Mr Trump will take over from President Barack Obama on Inauguration Day, January the 20th next year.
But he says life has already changed.
"This is a whole different life for me now."
Interviewer Lesley Stahl asked him about his historic election victory last week.
(Stahl:) "Are you, in any way, intimidated, scared, about this enormous burden, the gravity of what you're taking on?"
(Stahl:) "Not at all?"
(Trump:) "I respect it, but I'm not scared by it."
Mr Trump admits it could have been a different style of campaign against the Democrats' Hillary Clinton.
His tough, unrestrained approach prevailed throughout the Republican primaries and the campaign against Ms Clinton, and he suggests some regret.
"I wish it were softer. I wish it were nicer. I wish maybe even it was more on policy."
One of Mr Trump's main campaign promises was to pursue Ms Clinton in the courts over her personal emails that he made a key issue.
Lesley Stahl asked him about his next move.
(Stahl:) "Are you going to ask for a special prosecutor to investigate Hillary Clinton over her emails? And are you, as you had said to her face, going to try and put her in jail?"
(Trump:) "Well, I'll tell you what I'm going to do. I'm going to think about it. I feel that I want to focus on jobs."
Mr Trump has already conceded Obamacare may be amended rather than repealed, as he had insisted during the campaign.
In the interview, he has also backed off on his promise to build what he called "a big, beautiful wall" along the US-Mexico border.
(Stahl:) "Would you accept a fence?"
(Trump:) "Uh, for certain areas, I would. But certain areas, a wall is more appropriate.
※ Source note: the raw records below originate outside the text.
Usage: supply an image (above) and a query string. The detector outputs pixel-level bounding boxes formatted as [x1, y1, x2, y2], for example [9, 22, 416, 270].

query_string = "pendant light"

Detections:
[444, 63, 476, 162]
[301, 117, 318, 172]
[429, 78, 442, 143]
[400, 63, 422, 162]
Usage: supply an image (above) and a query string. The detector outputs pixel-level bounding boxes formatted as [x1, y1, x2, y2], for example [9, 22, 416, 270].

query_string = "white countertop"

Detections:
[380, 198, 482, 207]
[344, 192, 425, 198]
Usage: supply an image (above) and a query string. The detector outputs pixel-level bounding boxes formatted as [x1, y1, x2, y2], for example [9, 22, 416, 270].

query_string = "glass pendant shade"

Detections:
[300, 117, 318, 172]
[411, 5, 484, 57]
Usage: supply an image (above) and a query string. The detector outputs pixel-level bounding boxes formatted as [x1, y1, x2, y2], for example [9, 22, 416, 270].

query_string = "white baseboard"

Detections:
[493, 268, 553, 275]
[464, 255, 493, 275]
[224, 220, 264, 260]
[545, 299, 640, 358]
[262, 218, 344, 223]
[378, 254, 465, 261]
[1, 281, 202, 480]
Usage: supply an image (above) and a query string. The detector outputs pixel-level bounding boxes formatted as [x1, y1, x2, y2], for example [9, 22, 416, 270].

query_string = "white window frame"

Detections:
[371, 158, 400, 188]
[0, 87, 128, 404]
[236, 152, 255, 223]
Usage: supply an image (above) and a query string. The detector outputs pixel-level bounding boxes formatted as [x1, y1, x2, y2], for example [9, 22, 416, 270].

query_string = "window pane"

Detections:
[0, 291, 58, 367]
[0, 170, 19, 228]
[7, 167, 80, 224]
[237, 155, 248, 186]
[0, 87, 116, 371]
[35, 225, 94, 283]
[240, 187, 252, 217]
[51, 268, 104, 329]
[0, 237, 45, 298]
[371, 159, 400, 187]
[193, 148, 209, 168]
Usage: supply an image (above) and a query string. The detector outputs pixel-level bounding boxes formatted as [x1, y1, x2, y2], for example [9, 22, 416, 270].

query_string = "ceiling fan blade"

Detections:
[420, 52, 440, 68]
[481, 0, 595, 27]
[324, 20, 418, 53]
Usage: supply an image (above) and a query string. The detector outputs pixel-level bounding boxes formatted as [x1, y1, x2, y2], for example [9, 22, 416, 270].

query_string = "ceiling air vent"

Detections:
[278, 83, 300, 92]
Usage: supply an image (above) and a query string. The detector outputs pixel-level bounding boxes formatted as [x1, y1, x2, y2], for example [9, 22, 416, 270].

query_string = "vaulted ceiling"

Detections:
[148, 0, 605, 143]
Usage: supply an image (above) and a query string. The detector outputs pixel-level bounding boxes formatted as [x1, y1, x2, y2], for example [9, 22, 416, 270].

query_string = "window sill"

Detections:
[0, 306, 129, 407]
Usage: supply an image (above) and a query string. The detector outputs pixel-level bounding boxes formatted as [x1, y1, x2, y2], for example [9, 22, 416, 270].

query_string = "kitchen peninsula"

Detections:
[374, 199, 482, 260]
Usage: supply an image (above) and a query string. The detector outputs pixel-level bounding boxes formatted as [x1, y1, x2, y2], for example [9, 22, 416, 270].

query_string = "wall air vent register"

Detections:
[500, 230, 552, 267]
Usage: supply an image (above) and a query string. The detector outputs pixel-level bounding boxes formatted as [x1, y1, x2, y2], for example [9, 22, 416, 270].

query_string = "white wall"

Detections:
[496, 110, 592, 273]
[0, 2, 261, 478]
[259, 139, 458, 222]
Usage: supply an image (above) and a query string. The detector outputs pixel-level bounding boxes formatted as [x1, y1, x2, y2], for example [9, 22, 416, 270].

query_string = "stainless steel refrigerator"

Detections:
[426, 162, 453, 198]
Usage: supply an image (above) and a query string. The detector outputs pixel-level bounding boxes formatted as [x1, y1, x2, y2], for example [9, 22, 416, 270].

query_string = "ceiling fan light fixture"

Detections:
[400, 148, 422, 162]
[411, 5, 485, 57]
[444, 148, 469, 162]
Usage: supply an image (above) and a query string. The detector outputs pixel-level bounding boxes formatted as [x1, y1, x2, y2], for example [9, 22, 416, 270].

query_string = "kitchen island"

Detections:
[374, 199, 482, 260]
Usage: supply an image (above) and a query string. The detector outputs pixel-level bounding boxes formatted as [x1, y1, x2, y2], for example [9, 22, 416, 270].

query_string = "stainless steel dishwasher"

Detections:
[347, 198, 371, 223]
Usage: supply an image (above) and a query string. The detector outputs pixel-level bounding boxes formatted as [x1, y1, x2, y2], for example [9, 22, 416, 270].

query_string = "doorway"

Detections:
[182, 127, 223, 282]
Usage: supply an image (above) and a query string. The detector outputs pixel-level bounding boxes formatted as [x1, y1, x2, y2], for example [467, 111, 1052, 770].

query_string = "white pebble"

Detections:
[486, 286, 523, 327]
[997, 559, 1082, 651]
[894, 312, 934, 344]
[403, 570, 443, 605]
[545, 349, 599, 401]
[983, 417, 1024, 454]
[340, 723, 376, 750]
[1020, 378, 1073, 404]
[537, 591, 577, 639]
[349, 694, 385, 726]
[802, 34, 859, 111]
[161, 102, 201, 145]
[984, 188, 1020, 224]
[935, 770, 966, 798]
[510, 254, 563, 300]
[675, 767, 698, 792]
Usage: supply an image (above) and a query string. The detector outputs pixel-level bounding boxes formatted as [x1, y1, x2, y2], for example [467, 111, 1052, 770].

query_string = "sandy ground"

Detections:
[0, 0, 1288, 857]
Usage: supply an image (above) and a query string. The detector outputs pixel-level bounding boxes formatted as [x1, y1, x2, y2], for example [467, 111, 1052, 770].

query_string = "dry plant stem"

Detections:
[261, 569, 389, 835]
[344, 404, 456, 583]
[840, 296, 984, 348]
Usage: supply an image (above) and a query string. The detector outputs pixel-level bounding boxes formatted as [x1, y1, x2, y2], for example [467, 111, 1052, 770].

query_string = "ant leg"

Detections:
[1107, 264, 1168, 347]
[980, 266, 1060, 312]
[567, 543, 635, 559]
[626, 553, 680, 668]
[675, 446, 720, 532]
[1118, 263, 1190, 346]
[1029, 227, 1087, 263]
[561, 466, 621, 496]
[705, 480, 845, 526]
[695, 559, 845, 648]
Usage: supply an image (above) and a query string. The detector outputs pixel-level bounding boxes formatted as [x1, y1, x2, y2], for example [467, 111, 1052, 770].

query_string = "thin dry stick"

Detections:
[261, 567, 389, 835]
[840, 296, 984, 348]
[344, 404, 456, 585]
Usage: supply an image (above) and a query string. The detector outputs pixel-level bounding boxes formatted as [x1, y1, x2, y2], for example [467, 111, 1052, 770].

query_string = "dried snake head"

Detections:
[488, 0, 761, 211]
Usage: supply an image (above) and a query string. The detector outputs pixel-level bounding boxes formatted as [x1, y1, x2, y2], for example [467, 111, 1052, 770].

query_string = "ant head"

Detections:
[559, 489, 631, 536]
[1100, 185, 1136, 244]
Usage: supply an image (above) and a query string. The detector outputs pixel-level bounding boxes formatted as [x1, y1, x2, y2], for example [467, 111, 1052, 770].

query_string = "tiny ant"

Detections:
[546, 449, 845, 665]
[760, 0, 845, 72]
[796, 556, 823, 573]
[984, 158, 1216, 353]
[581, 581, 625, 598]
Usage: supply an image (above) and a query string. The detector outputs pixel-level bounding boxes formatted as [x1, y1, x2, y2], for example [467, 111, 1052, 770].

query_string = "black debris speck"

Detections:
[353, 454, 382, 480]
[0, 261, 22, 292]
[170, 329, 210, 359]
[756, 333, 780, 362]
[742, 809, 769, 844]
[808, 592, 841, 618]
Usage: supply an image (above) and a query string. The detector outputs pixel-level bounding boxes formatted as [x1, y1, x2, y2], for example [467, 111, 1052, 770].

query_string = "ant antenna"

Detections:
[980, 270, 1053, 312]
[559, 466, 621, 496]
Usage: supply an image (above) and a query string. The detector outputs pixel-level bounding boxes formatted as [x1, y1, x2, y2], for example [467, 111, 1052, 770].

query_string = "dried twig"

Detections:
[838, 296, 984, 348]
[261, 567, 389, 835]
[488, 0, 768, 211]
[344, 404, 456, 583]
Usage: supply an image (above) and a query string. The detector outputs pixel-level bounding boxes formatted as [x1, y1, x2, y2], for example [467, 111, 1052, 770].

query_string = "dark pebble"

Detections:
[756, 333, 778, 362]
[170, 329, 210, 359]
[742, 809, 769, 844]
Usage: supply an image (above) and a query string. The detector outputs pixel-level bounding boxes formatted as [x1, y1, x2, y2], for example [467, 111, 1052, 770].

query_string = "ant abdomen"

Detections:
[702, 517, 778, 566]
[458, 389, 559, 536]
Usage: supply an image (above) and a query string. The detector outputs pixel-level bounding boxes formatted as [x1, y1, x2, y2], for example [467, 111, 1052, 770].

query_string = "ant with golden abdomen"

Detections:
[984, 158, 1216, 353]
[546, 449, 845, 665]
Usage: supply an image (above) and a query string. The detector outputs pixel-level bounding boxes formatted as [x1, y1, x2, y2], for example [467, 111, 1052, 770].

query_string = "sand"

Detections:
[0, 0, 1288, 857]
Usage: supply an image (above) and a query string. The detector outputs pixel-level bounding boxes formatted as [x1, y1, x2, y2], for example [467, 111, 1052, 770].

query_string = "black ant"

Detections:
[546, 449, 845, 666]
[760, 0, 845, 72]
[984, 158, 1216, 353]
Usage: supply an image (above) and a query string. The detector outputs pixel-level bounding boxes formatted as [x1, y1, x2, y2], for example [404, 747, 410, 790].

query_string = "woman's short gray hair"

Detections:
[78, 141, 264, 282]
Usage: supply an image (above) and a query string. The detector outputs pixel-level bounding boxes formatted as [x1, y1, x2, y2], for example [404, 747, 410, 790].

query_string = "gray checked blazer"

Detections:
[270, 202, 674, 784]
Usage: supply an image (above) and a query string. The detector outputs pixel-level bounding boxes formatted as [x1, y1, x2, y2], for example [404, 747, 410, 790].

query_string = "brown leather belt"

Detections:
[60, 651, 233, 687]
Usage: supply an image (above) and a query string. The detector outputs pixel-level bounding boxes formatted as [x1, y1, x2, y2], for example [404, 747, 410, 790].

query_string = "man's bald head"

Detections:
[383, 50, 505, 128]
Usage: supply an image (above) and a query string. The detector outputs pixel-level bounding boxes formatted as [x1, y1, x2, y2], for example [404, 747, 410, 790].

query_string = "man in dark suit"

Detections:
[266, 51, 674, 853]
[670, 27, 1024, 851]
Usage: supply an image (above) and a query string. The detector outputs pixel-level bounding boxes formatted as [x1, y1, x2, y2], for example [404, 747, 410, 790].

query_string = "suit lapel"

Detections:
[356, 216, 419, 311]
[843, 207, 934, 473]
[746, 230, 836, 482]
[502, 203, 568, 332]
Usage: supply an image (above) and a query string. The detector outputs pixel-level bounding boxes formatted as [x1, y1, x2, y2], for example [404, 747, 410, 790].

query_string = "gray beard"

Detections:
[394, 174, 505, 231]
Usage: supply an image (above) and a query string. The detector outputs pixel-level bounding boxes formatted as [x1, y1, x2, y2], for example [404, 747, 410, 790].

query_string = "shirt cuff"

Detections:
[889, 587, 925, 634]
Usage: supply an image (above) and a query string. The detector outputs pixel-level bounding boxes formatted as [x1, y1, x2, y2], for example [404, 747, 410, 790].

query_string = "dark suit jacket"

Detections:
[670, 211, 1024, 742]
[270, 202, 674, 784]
I'm very good at this -- this is called construction."
(Stahl:) "So part wall, part fence?"
(Trump:) "Yeah, it could be some fencing."
But the 70-year-old president-elect remained firm on his promise to deport those he infamously labelled "bad hombres."
"What we are going to do is get the people that are criminal and have criminal records -- gang members, drug dealers. We have a lot of these people, probably 2 million, it could be even 3 million. We are getting them out of our country or we're going to incarcerate. But we're getting them out of our country. They're here illegally."
Republican House Speaker Paul Ryan was trying to cool off expectations on that issue even in the hours before the interview went to air.
"We are not planning on erecting a deportation force. Donald Trump's not planning on that."
When the interviewer asked him about reports of racially motivated attacks on the streets of US cities following the election, Mr Trump appealed to his supporters on air.
"If it helps, I will say this -- and I'll say it right to the camera -- 'Stop it.'"
Melania Trump joined her husband for the interview and revealed her focus as First Lady will be to tackle cyberbullying.
"I think it's very important, because a lot of children and teenagers are getting hurt, and we need to teach them how to talk to each other."
It was an ironic choice, given Mr Trump's use of social media to taunt his opponents during the campaign.
Even today, he was criticising The New York Times for losing what he called thousand of subscribers as a result of its election coverage.
The newspaper tweeted back that, actually, it had received a huge "surge in news subscriptions."
Lesley Stahl asked Melania Trump if she tried to rein in her husband's attacks.
(Stahl:) "If he does something that you think crossed a line, will you tell him?"
(M Trump:) "Yes, I tell him all the time."
(Stahl:) "All the time?"
(M Trump:) "All the time."
(Stahl:) "And does he listen?"
(M Trump:) "I think he hears me. But he will do what he wants to do in the end. He's an adult."
And Mr Trump apparently will do what he wants about releasing his tax returns, too.
"Obviously, the public didn't care, because I won the election very easily. So, they don't care. I never thought they did care."